Desde o aprendizado do mandarim, passando por visitar todos os estados dos EUA, até a promessa do ano passado de sediar discussões públicas sobre tecnologia.

Depois de um ano difícil para o Facebook, o bilionário da tecnologia decidiu abandonar seus desafios anuais em favor da reflexão a longo prazo.

Ele acrescentou que está animado com “uma nova plataforma social privada” no futuro.

Apresentando seus pensamentos em um post do blog, Zuckerberg disse: “Em vez de ter desafios ano a ano, tentei pensar sobre como espero que o mundo e minha vida sejam em 2030”.

Naquele momento, ele acrescentou: “teremos a tecnologia para nos sentir realmente presentes com outra pessoa, não importa onde estejam, e as pesquisas científicas ajudarão a curar e prevenir doenças suficientes para estender nossa expectativa de vida média em mais dois anos. – meio ano “.

Ele também olhou para sua própria infância, refletindo sobre como as redes sociais precisam se reorientar.

“Quando eu cresci em uma cidade pequena, era fácil ter um nicho e um senso de propósito. Mas com bilhões de pessoas, é mais difícil encontrar seu papel único. Na próxima década, algumas das mais importantes infraestruturas sociais ajudarão nós reconstruímos todos os tipos de comunidades menores para nos dar essa sensação de intimidade novamente.

“Nossos ambientes sociais digitais se sentirão muito diferentes nos próximos cinco anos, enfatizando novamente as interações privadas e ajudando-nos a construir as comunidades menores de que precisamos em nossas vidas”.

Ele pediu mais uma vez “novas formas de governança”, pedindo aos governos de todo o mundo que estabeleçam regras mais claras sobre o que era e o que não era aceitável no marketing político online, entre outras coisas.

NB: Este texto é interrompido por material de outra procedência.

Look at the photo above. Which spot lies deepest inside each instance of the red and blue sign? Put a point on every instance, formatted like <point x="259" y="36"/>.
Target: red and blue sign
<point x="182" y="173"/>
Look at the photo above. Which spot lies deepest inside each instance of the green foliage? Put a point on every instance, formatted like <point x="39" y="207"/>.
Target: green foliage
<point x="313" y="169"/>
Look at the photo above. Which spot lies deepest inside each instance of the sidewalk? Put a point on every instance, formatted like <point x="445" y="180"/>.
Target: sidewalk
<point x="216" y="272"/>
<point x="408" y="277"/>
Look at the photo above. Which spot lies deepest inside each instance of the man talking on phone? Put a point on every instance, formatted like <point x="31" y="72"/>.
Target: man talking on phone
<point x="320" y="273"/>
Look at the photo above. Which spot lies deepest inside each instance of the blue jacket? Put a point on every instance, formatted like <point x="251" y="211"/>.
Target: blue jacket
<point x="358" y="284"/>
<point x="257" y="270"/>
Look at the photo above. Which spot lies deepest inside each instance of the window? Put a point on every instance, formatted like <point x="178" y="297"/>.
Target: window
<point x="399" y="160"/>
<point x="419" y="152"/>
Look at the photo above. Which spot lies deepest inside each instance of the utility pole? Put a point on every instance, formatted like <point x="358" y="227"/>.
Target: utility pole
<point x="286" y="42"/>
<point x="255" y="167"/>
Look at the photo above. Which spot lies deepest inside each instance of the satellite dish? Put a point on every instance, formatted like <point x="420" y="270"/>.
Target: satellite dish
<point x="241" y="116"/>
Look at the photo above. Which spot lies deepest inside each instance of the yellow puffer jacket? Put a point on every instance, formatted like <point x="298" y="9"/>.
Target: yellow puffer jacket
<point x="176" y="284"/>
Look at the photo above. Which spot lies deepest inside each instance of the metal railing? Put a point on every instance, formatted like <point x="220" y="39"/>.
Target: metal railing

Nesta semana, a rede social anunciou que não faria grandes mudanças em sua política de publicidade política, reiterando sua opinião de que essas decisões não devem ser tomadas por empresas privadas.

Isso coloca em risco os rivais Twitter e Google, que se comprometeram a proibir anúncios políticos.

Foi outro ano difícil para o Facebook.

Ele enfrentou uma série de audiências sobre questões como privacidade e desinformação, com o Congresso anunciando em junho que investigaria o Facebook e as grandes empresas de tecnologia sobre comportamento anticompetitivo.

Em 2019, a empresa também recebeu uma multa recorde de US $ 5 bilhões (£ 3,8 bilhões) pelo escândalo da Cambridge Analytica.

E o desafio pessoal de Zuckerberg para 2019 também foi criticado por ser “uma missão incompleta”. Surgiu que ele havia conversado com apenas nove pessoas em sua busca para discutir o futuro da tecnologia na sociedade com “líderes, especialistas e pessoas em nossa comunidade”. Todos eram brancos e oito deles eram homens.